Tree tops sparkle with electricity during thunderstorms

Storm-driven charges ignite tiny flashes across leaves and needles, a new study reports

A spruce branch in front of a black background with small beams and specks of blue and purple light emanating from the needle tips

In the lab, light and electrical charge are shed from the tips of spruce needles, induced by electrical plates. These discharges have recently been seen outdoors, induced by a thunderstorm.

William Brune

Thunderstorms may bring more than rain and gloom. The same forces that cause thunder and lightning also make treetops sparkle in ultraviolet light, like a Christmas tree topper invisible to the human eye.

For almost a century, scientists have discussed a phenomenon called Saint Elmo’s fire, where electrical discharges elicit a bluish glow from pointy objects such as ship masts during thunderstorms. More recently, researchers have wondered if thunderstorms might draw weak electrical discharges from the treetops. These discharges have been detected in the lab, and now, they’ve been spotted in nature.

The tips of wild trees shed electrical charge along with a blue and ultraviolet glow in response to an opposite charge in the atmosphere during a thunderstorm, scientists report in the Feb. 28 Geophysical Research Letters.

The question of whether these discharges might form at the tops of trees came up a few years ago at lunch, says Patrick McFarland, a meteorologist at Penn State. McFarland’s advisor, William Brune, “just sort of leaned back from the picnic table that we were sitting at, and he looked up at the top of the tree right above us, and just kind of postulated, you know, ‘Hmm, I wonder if those trees glow under thunderstorms,’” McFarland says.

“That afternoon, we grabbed a branch off of a tree, we took it into our lab, we put a high-voltage plate on top of it,” McFarland says. The team placed the high-voltage plate above the branch, creating a negative charge in the air around it, and attached the branch to a positively charged electrical plate to simulate the ground.  “And sure enough, we saw it glow.”

The glow, part of an electrical discharge called a corona, was just barely visible, radiating faint blue as well as invisible UV light. Detecting this in the lab made the researchers even more curious, McFarland says: “Do we see these glows under thunderstorms as well?”

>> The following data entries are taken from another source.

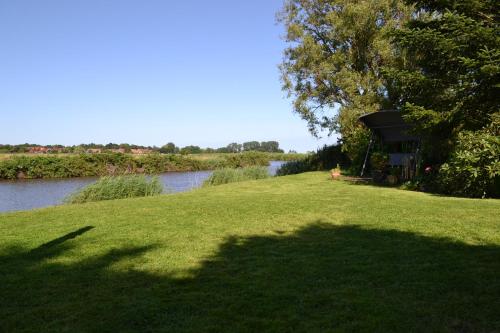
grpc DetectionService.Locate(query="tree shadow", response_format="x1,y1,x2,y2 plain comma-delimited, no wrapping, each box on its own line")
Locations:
1,222,499,332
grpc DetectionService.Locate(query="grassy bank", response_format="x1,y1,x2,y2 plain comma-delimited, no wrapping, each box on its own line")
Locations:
1,172,499,332
0,152,305,179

To answer that question, the group outfitted a 2013 Toyota Sienna van with all the instruments they would need to find a thunderstorm, plus a camera that could spot the distinct UV light emitted by a corona. In the summer of 2024, it was time to hit the road.

A silver 2013 Toyota Sienna van with the sliding back doors open. The van has been modified with a cylindrical piece of equipment mounted on the roof. The van is parked in a concrete parking lot in front of grass trees, and a fenced off area.
Researchers retrofitted a 2013 Toyota Sienna van as a mobile weather station a part of an effort to hunt down electrical discharges from trees during thunderstorms. The installed equipment included a roof-mounted periscope, which directed light to an ultraviolet camera that could detect the coronae.Patrick McFarland

“We built that van, and we drove it down to Florida for about a month,” McFarland says. Florida has the most thunderstorms in the United States because of the sea breezes that come in from both the Atlantic Ocean and the Gulf of Mexico. “You get thunderstorms almost every single day.”

Though thunderstorms were frequent, finding a storm was just one factor when searching for the coronae, McFarland says. “Then you have to find a public place to set up with trees that seem relatively tall. And then you have to get all set up and, you know, get the instrument turned on and pointed at the tree. So it’s really, really challenging.”

Serendipity led them to their best thunderstorm. “This storm in North Carolina actually just so happened to form when we were driving back to Pennsylvania,” McFarland says. The team found a spot in the coastal plains town of Pembroke, N.C. They set up their equipment and recorded video of a sweetgum tree and a loblolly pine for 90 minutes.

In the video, the team identified 41 coronae, none lasting more than three seconds. And the flashes didn’t stick to one spot. They danced and darted like twinkle lights, jumping between leaves and along branches swaying in the wind. 

While the study focused mainly on data collected during the North Carolina storm, the team notes that coronae appeared in thunderstorms in Florida and Pennsylvania and had that same transient sparkling appearance. “These glows seem to be really, really widespread,” McFarland says. “There may be many, many more coronae that are occurring that we just don’t have the sensitivity to see.”